So natively, all our tools, they work for API traffic as well as web traffic and other protocols.
However, we have seen a big change in the last years, which called for specific and very targeted products that secure API communication.
And the reason why, I'm going to tell you in just a second.
So you probably are seeing right now a slide where I'm comparing two situations, one for web HTML traffic and the other one in the API world.
So traditionally, web and HTML traffic, they worked in a way that was more static.
So if you were on a browser, you were asking for a page.
So you were sending a GET request to a backend application. The backend application was handling that request, pulling data from a database, populating that page, creating that page and returning to the eyeball.
So the application, although of course dynamic, it was fairly static in the way it was executed at the side of the eyeball.
And the advantage of this is, of course, the database was protected by the application that was running in the backend.
So there was no direct connection with the database.
So the possibility of leaking data was limited or managed by that frontend application.
In the API world, this changes a little bit.
So we have a different dynamic here.
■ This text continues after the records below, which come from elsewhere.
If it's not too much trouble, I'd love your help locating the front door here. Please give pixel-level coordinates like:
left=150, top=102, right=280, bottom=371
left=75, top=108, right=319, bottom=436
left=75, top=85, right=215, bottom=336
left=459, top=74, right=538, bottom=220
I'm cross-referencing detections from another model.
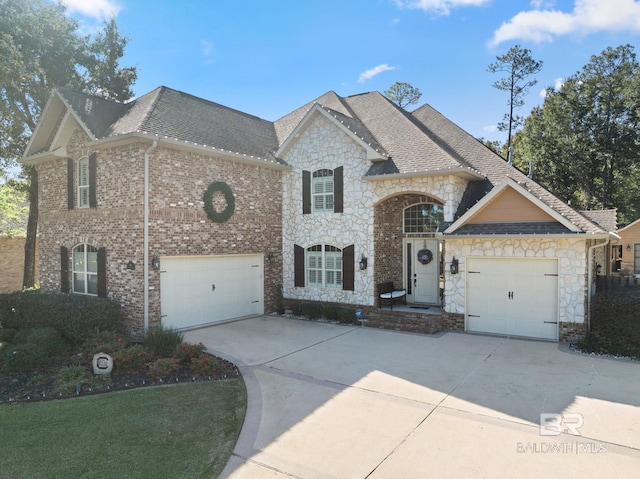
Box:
left=404, top=238, right=440, bottom=304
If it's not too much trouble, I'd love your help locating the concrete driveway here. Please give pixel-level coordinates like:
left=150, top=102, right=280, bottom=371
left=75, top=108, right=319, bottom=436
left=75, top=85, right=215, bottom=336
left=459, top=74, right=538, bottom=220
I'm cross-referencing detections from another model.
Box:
left=185, top=316, right=640, bottom=479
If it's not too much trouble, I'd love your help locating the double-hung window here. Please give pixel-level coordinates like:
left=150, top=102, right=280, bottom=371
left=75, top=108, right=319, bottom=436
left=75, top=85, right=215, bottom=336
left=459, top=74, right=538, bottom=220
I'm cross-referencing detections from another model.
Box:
left=306, top=245, right=342, bottom=289
left=73, top=244, right=98, bottom=295
left=311, top=169, right=333, bottom=212
left=78, top=156, right=89, bottom=208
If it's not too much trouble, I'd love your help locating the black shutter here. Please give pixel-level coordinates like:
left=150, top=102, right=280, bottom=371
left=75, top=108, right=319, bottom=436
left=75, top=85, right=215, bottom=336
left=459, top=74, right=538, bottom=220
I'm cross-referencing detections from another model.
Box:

So you have on the browser, you have the app that runs.
So whenever you want to render some information, like in this case, for example, it's a profile page, you send a request for data, right?
You send a GET profile with a JSON body, for example, you send it back to the backend API.
The backend API retrieved information from a database and then ship it to the frontend app that runs from the browser.
Of course, the advantage of this is that the application feels smoother, it's way more dynamic, it's a better user experience, and in general, there's more freedom of innovating.
The downside is, of course, the data that are exposed by the API are one layer less divided by the eyeball and by eventual attackers.
So attackers can send a call signature data or get dumps from database directly.
And this is, of course, very dangerous.
However, API is something extremely, it's growing, right, on our level of traffic we see in the API.
And the reason is because, of course, businesses are being built on APIs, because APIs allow business to ship feature much, much more quickly and also allows to kind of decouple how the application looks in frontend, but also the way the actual logic, business logic works in the backend.
Let me show you a couple of data why this is becoming so interesting and intriguing, because we looked at the traffic that is flowing through Cloudflare.
And 50%, almost 50% of the requests are API related. And specifically, JSON is by far the biggest protocol that is being handled by a proxy like Cloudflare.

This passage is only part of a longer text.